Le fait d’intégrer dans la catégorie « senior » des actifs et des retraités n’apporte-t-il pas un handicap supplémentaire vis-à-vis des employeurs ?
Ils sont d’ailleurs, actuellement, beaucoup à considérer qu’un plus de 50 ans a une santé plus aléatoire qu’un jeune, et surtout que le peu d’années qui restent diminue leur motivation.
Les seniors sont-ils un eldorado économique ?
Le salaire moyen des Français est d’environ 1779 €. Il faut toutefois noter que plus de 2,5 millions de salariés étaient rémunérés sur la base du Smic en 2005, selon une étude du ministère de l’emploi. Ce chiffre concerne les entreprises hors secteur agricole et hors intérim (soit 16,8 % des salariés de ces entreprises), précise la DARES (direction des études du ministère de l’emploi).
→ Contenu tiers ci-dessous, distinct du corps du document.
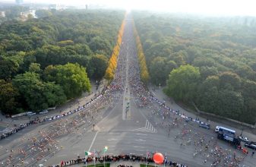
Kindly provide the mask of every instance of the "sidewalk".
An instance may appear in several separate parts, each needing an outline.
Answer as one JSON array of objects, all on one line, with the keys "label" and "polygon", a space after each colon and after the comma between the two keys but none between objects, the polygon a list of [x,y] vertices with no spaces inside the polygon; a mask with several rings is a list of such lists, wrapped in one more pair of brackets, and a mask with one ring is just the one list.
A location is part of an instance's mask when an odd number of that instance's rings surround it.
[{"label": "sidewalk", "polygon": [[21,124],[24,124],[27,123],[30,121],[30,120],[33,120],[36,117],[39,117],[41,119],[43,119],[46,117],[50,118],[52,116],[55,116],[59,112],[68,112],[72,109],[77,109],[78,106],[81,106],[84,104],[85,104],[87,102],[90,101],[92,98],[94,97],[95,93],[98,94],[99,91],[101,91],[103,88],[104,86],[106,84],[106,81],[102,81],[100,82],[100,84],[99,86],[98,90],[96,90],[96,85],[94,82],[91,81],[91,90],[90,93],[84,93],[82,94],[81,97],[78,97],[77,99],[71,99],[65,103],[62,104],[62,106],[56,107],[55,110],[51,110],[49,111],[47,114],[43,114],[43,115],[35,115],[31,116],[30,118],[28,116],[22,116],[22,117],[18,117],[18,118],[6,118],[4,115],[0,114],[0,131],[3,131],[7,127],[9,127],[10,128],[14,128],[14,124],[17,126],[20,125]]},{"label": "sidewalk", "polygon": [[[186,116],[189,116],[191,118],[198,118],[200,121],[207,122],[207,118],[202,117],[201,115],[191,113],[188,112],[187,110],[182,109],[181,106],[179,106],[178,104],[176,104],[174,100],[172,98],[168,97],[166,94],[163,92],[163,88],[160,89],[158,87],[155,90],[153,90],[154,87],[149,86],[148,87],[150,91],[160,101],[165,101],[165,104],[167,106],[169,106],[171,109],[174,110],[179,110],[180,113],[184,113]],[[210,116],[208,117],[210,120],[210,124],[211,126],[211,128],[215,128],[216,126],[224,126],[228,128],[234,129],[236,131],[236,135],[240,135],[242,132],[242,127],[240,124],[236,124],[235,123],[229,122],[226,120],[217,120],[216,118],[212,119]],[[250,130],[246,129],[246,128],[244,129],[242,134],[243,136],[248,137],[250,140],[256,141],[256,135],[255,135],[255,130]]]}]

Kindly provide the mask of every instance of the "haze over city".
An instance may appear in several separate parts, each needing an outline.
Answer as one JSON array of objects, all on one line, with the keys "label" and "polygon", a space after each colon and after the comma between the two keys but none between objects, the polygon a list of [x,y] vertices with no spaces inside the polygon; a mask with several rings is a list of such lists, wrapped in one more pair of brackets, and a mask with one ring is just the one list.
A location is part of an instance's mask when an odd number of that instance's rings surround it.
[{"label": "haze over city", "polygon": [[[2,0],[12,2],[14,0]],[[84,5],[86,4],[104,5],[111,8],[127,10],[141,9],[168,12],[204,14],[210,15],[249,15],[256,16],[255,1],[253,0],[25,0],[25,3],[65,4],[68,5]]]}]

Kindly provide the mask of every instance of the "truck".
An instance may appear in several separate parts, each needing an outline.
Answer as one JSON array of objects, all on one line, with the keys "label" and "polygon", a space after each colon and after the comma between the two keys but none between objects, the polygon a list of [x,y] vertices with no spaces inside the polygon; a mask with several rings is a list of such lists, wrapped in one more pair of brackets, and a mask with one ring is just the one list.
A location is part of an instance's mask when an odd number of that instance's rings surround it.
[{"label": "truck", "polygon": [[241,140],[235,137],[235,134],[226,133],[225,131],[219,131],[217,137],[220,140],[225,140],[235,146],[240,146],[241,143]]}]

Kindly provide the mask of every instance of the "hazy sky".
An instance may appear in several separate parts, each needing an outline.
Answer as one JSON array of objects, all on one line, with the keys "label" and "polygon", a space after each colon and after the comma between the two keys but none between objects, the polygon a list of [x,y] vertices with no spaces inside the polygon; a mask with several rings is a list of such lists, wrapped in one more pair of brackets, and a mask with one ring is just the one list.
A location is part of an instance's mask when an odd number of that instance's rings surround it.
[{"label": "hazy sky", "polygon": [[[14,2],[14,0],[0,0]],[[67,5],[104,4],[126,9],[256,16],[256,0],[24,0]]]}]

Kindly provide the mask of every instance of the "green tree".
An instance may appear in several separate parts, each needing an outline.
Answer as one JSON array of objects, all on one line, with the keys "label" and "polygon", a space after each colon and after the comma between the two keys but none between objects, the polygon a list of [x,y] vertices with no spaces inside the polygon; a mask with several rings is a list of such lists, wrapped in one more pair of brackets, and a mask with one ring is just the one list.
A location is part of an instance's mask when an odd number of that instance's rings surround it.
[{"label": "green tree", "polygon": [[59,84],[68,99],[81,96],[83,92],[90,90],[85,68],[77,63],[47,68],[44,75],[46,80]]},{"label": "green tree", "polygon": [[31,63],[29,68],[29,71],[40,74],[42,70],[40,68],[40,64],[38,63]]},{"label": "green tree", "polygon": [[17,90],[11,83],[0,80],[0,110],[4,113],[15,113],[17,106]]},{"label": "green tree", "polygon": [[108,58],[103,55],[93,55],[89,62],[89,77],[94,79],[101,79],[108,67]]},{"label": "green tree", "polygon": [[165,85],[168,75],[177,65],[173,61],[167,61],[166,58],[156,57],[150,64],[150,79],[156,85]]},{"label": "green tree", "polygon": [[194,100],[200,79],[198,68],[182,65],[171,71],[165,93],[177,100]]},{"label": "green tree", "polygon": [[66,96],[59,85],[43,82],[34,72],[18,74],[12,80],[30,109],[39,111],[63,103]]},{"label": "green tree", "polygon": [[48,10],[40,9],[40,10],[36,11],[36,15],[37,17],[41,18],[41,17],[52,16],[52,14],[51,11]]}]

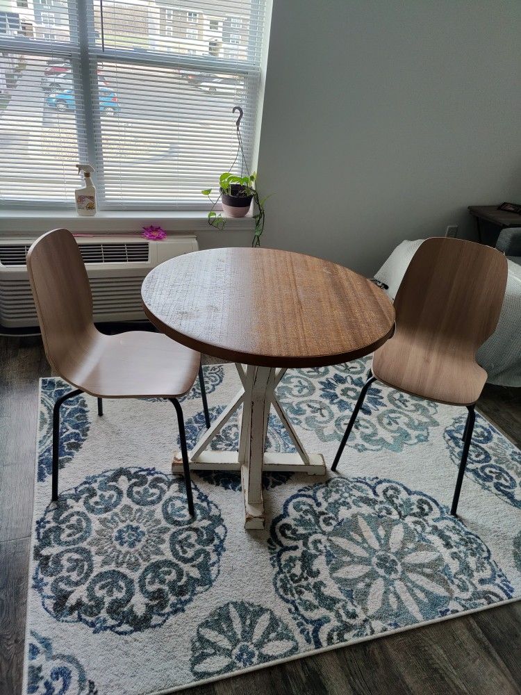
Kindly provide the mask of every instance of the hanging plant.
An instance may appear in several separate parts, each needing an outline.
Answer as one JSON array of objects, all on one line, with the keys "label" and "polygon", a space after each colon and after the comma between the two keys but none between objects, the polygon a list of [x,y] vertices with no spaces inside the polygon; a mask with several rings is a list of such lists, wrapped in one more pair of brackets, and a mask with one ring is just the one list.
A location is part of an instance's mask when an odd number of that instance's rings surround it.
[{"label": "hanging plant", "polygon": [[203,195],[207,196],[212,202],[211,209],[208,213],[208,224],[220,231],[224,229],[226,221],[226,217],[216,210],[220,201],[222,202],[222,209],[227,217],[240,218],[245,217],[247,214],[253,200],[255,234],[251,245],[260,246],[260,236],[264,231],[264,204],[267,197],[263,199],[259,197],[257,191],[257,174],[255,172],[250,174],[248,170],[242,146],[242,137],[240,134],[240,120],[243,112],[240,106],[234,106],[232,113],[235,111],[239,112],[239,117],[235,123],[238,147],[235,158],[230,169],[233,168],[238,159],[240,158],[240,175],[238,176],[231,172],[221,174],[219,177],[219,195],[215,200],[211,197],[211,188],[205,188],[201,193]]}]

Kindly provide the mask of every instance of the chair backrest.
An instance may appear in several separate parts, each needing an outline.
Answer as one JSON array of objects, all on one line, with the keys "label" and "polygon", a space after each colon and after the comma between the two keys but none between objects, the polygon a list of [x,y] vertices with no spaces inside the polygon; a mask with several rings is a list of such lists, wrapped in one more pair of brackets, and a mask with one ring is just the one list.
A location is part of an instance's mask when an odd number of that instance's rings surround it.
[{"label": "chair backrest", "polygon": [[[494,332],[508,275],[495,249],[460,239],[427,239],[395,299],[397,332],[409,327],[442,348],[474,356]],[[445,343],[445,345],[444,345]]]},{"label": "chair backrest", "polygon": [[87,271],[72,234],[54,229],[40,236],[29,249],[27,270],[45,354],[54,372],[67,377],[97,332]]}]

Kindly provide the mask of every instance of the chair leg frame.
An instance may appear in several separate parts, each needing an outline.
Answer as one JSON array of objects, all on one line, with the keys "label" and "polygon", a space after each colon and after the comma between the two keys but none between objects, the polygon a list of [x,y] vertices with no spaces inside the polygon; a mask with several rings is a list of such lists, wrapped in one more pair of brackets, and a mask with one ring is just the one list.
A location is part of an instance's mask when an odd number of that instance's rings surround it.
[{"label": "chair leg frame", "polygon": [[[202,370],[201,370],[202,375]],[[203,382],[204,386],[204,382]],[[201,389],[201,393],[203,392]],[[52,502],[58,500],[58,482],[60,469],[60,409],[62,404],[69,398],[74,398],[76,395],[79,395],[83,391],[81,389],[69,391],[60,396],[54,404],[53,408],[53,436],[52,436],[52,481],[51,500]],[[98,398],[98,415],[103,415],[102,399]],[[168,400],[174,404],[177,414],[177,424],[179,427],[179,439],[181,439],[181,450],[183,456],[183,469],[185,474],[185,485],[186,487],[186,499],[188,502],[188,511],[190,516],[195,514],[194,509],[194,497],[192,491],[192,480],[190,474],[190,463],[188,461],[188,448],[186,444],[186,433],[185,431],[185,419],[183,416],[183,409],[176,398],[169,398]],[[203,402],[206,402],[206,393]],[[208,407],[205,414],[208,414]],[[209,419],[209,418],[208,418]]]},{"label": "chair leg frame", "polygon": [[204,373],[203,373],[203,366],[199,367],[199,383],[201,386],[201,400],[203,402],[203,410],[204,411],[204,420],[206,423],[206,429],[209,430],[212,424],[210,420],[210,412],[208,409],[208,400],[206,400],[206,387],[204,385]]},{"label": "chair leg frame", "polygon": [[56,502],[58,500],[58,476],[60,468],[60,409],[63,403],[69,398],[74,398],[75,395],[79,395],[83,391],[81,389],[69,391],[60,396],[53,408],[53,444],[52,444],[52,491],[51,500]]},{"label": "chair leg frame", "polygon": [[177,398],[169,398],[173,404],[177,414],[177,423],[179,426],[179,439],[181,441],[181,453],[183,457],[183,471],[185,474],[185,486],[186,487],[186,498],[188,500],[188,511],[194,516],[194,496],[192,492],[192,479],[190,475],[190,462],[188,461],[188,448],[186,445],[186,433],[185,432],[185,419],[183,416],[183,409]]},{"label": "chair leg frame", "polygon": [[[338,465],[338,461],[340,459],[340,457],[344,452],[344,449],[345,448],[345,445],[347,443],[347,439],[349,439],[351,431],[353,429],[353,425],[355,423],[355,420],[358,416],[360,409],[363,405],[363,402],[365,400],[365,396],[367,395],[369,388],[373,382],[376,381],[376,377],[373,375],[372,372],[370,369],[369,374],[367,375],[367,379],[362,387],[362,390],[358,395],[358,400],[353,409],[353,412],[351,414],[351,418],[347,424],[344,436],[342,438],[342,441],[340,442],[340,445],[338,447],[338,450],[336,452],[335,459],[333,461],[333,465],[331,466],[331,471],[336,471],[336,467]],[[452,505],[451,507],[450,513],[453,516],[457,516],[458,510],[458,502],[459,502],[459,497],[461,493],[461,485],[463,482],[463,476],[465,475],[465,469],[467,466],[467,459],[468,458],[469,449],[470,448],[470,444],[472,440],[472,432],[474,432],[474,423],[476,421],[476,413],[474,409],[474,405],[468,405],[467,409],[468,410],[468,414],[467,416],[467,420],[465,423],[465,430],[463,430],[463,436],[462,439],[463,441],[463,450],[461,452],[461,458],[460,459],[459,470],[458,471],[458,477],[456,481],[456,487],[454,488],[454,494],[452,498]]]},{"label": "chair leg frame", "polygon": [[465,469],[467,466],[467,459],[468,458],[468,451],[470,448],[470,443],[472,439],[472,432],[474,432],[474,423],[476,421],[476,412],[474,410],[474,406],[468,405],[467,409],[468,410],[468,415],[467,416],[467,422],[465,425],[465,430],[463,432],[463,450],[461,452],[461,458],[460,459],[459,470],[458,471],[458,477],[456,480],[456,487],[454,489],[454,496],[452,498],[452,506],[450,508],[450,513],[453,516],[457,516],[456,512],[458,510],[458,502],[459,502],[459,496],[461,492],[461,484],[463,482],[463,475],[465,475]]},{"label": "chair leg frame", "polygon": [[353,412],[351,414],[351,418],[347,424],[344,436],[342,438],[342,441],[340,442],[340,445],[338,447],[338,450],[336,452],[336,456],[335,457],[335,460],[333,461],[333,466],[331,466],[331,471],[336,471],[336,467],[338,465],[338,461],[340,460],[340,457],[344,452],[344,449],[345,448],[345,445],[347,443],[347,439],[349,439],[349,434],[351,434],[351,430],[353,429],[353,425],[354,425],[356,417],[358,414],[360,409],[363,405],[363,402],[365,400],[365,396],[367,395],[367,391],[369,391],[369,387],[371,386],[373,382],[376,381],[377,377],[373,376],[373,373],[371,370],[369,370],[369,374],[367,375],[367,380],[365,382],[364,385],[362,386],[362,390],[360,392],[360,395],[358,399],[355,404],[355,407],[353,409]]}]

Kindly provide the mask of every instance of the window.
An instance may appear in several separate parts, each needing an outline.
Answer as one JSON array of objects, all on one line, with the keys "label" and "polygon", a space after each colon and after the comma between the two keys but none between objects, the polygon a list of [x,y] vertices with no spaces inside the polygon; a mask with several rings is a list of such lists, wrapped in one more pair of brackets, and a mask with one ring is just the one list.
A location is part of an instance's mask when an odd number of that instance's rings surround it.
[{"label": "window", "polygon": [[[187,20],[198,22],[192,1]],[[74,208],[75,165],[87,161],[101,209],[205,209],[201,190],[215,187],[235,156],[236,104],[251,156],[265,0],[241,0],[243,47],[227,56],[209,54],[204,29],[191,22],[186,35],[174,31],[183,14],[164,0],[102,4],[35,2],[28,35],[17,16],[0,13],[9,85],[0,110],[0,203]],[[229,0],[204,4],[222,24]],[[233,88],[212,93],[217,79]]]}]

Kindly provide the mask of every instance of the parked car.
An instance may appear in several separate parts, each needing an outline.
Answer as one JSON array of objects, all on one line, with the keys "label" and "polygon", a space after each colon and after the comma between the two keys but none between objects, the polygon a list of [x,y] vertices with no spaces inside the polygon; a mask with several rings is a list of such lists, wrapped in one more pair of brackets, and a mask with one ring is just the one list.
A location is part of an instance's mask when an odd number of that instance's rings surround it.
[{"label": "parked car", "polygon": [[[50,94],[45,100],[46,104],[60,111],[74,111],[76,108],[74,92],[72,89]],[[117,95],[109,87],[99,88],[99,111],[106,115],[114,115],[121,111],[117,101]]]},{"label": "parked car", "polygon": [[44,70],[44,74],[48,77],[53,75],[59,75],[63,72],[68,72],[70,70],[70,63],[59,60],[50,60],[47,61],[47,67]]},{"label": "parked car", "polygon": [[[106,77],[98,73],[98,85],[100,87],[108,87]],[[44,76],[40,83],[40,86],[44,92],[63,92],[72,87],[72,72],[70,69],[67,72],[60,74]]]},{"label": "parked car", "polygon": [[242,81],[237,77],[215,77],[196,85],[197,89],[208,94],[230,94],[243,89]]}]

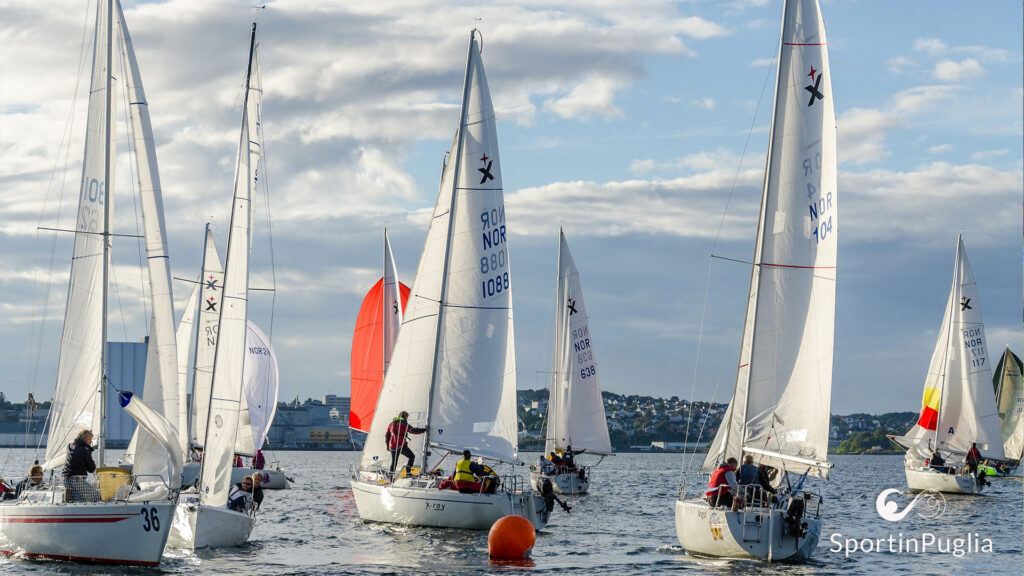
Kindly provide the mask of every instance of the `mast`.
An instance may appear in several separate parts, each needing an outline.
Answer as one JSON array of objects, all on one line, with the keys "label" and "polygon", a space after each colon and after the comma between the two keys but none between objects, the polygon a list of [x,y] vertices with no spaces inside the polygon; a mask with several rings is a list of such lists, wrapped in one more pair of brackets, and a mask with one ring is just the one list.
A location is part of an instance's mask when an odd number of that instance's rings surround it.
[{"label": "mast", "polygon": [[[452,153],[455,155],[455,171],[452,173],[452,200],[449,204],[449,222],[447,222],[447,235],[444,242],[444,266],[441,271],[441,293],[440,299],[437,302],[437,330],[434,336],[434,361],[431,368],[430,376],[430,388],[427,393],[427,418],[426,418],[426,428],[427,430],[423,434],[423,465],[427,465],[427,459],[430,457],[430,407],[434,402],[434,388],[437,385],[437,348],[440,347],[441,342],[441,330],[444,326],[444,307],[445,307],[445,297],[447,296],[447,285],[449,285],[449,269],[451,268],[452,260],[452,228],[455,225],[455,207],[456,201],[458,199],[457,193],[459,191],[459,170],[462,167],[462,145],[466,139],[466,113],[469,107],[469,87],[470,87],[470,69],[473,66],[473,48],[476,45],[476,29],[470,31],[469,33],[469,53],[466,56],[466,79],[463,83],[462,88],[462,111],[459,116],[459,138],[456,140],[455,149]],[[400,296],[399,296],[400,298]]]},{"label": "mast", "polygon": [[562,314],[564,314],[565,307],[565,294],[562,292],[562,228],[558,227],[558,253],[555,256],[555,328],[552,333],[552,346],[553,357],[551,359],[551,392],[548,395],[548,438],[547,441],[551,442],[551,450],[548,450],[547,442],[545,442],[544,450],[545,452],[551,452],[558,449],[558,440],[555,438],[555,418],[558,416],[558,406],[560,404],[558,397],[561,392],[561,381],[559,379],[560,368],[562,368],[562,357],[565,355],[565,351],[562,347],[565,345],[562,339],[562,332],[564,330],[559,330],[565,324],[562,321]]},{"label": "mast", "polygon": [[113,76],[111,66],[113,64],[114,52],[114,0],[106,0],[106,74],[105,84],[105,113],[103,118],[103,297],[102,297],[102,322],[100,331],[102,333],[102,344],[99,347],[99,465],[105,465],[106,454],[106,295],[108,280],[110,277],[111,263],[111,183],[114,181],[114,166],[111,162],[111,133],[113,132],[113,115],[111,114],[112,94],[111,87]]}]

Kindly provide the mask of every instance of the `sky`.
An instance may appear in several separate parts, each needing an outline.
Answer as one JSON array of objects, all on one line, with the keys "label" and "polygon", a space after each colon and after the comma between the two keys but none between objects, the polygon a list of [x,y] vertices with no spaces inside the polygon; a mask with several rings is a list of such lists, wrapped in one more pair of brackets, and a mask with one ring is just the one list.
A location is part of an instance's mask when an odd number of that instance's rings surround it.
[{"label": "sky", "polygon": [[[125,0],[172,272],[226,243],[251,3]],[[624,9],[624,6],[629,6]],[[94,3],[0,0],[0,392],[52,396]],[[834,413],[916,411],[964,234],[990,357],[1021,354],[1022,5],[821,0],[839,156]],[[727,402],[760,203],[780,1],[275,0],[255,17],[266,182],[250,318],[280,398],[347,396],[388,229],[412,284],[480,30],[498,118],[520,388],[551,364],[558,229],[603,389]],[[140,227],[120,128],[116,227]],[[722,258],[712,258],[712,254]],[[147,329],[115,245],[111,339]],[[189,285],[174,284],[179,311]]]}]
Il est assez évident qu’avec les différentes remises en cause des régimes de retraite et de la baisse du taux de remplacement, les futurs seniors ne sont plus vraiment à l’identique de ceux que nous présentent aujourd’hui les médias et communicants.
Il me semble indispensable de revoir cette caricature de catégorie de Français. Si le mot « vieux » est trop discriminant, et l’expression « personnes âgées » réservée aux 70 ans et plus (quoique, allez dire à certains septuagénaires qu’ils sont vieux !), il faudrait peut-être revenir sur la notion de jeune retraité, ou retraité de longue date, et supprimer définitivement les actifs de cette classification.
Et c’est un senior de 51 ans qui vous le dit.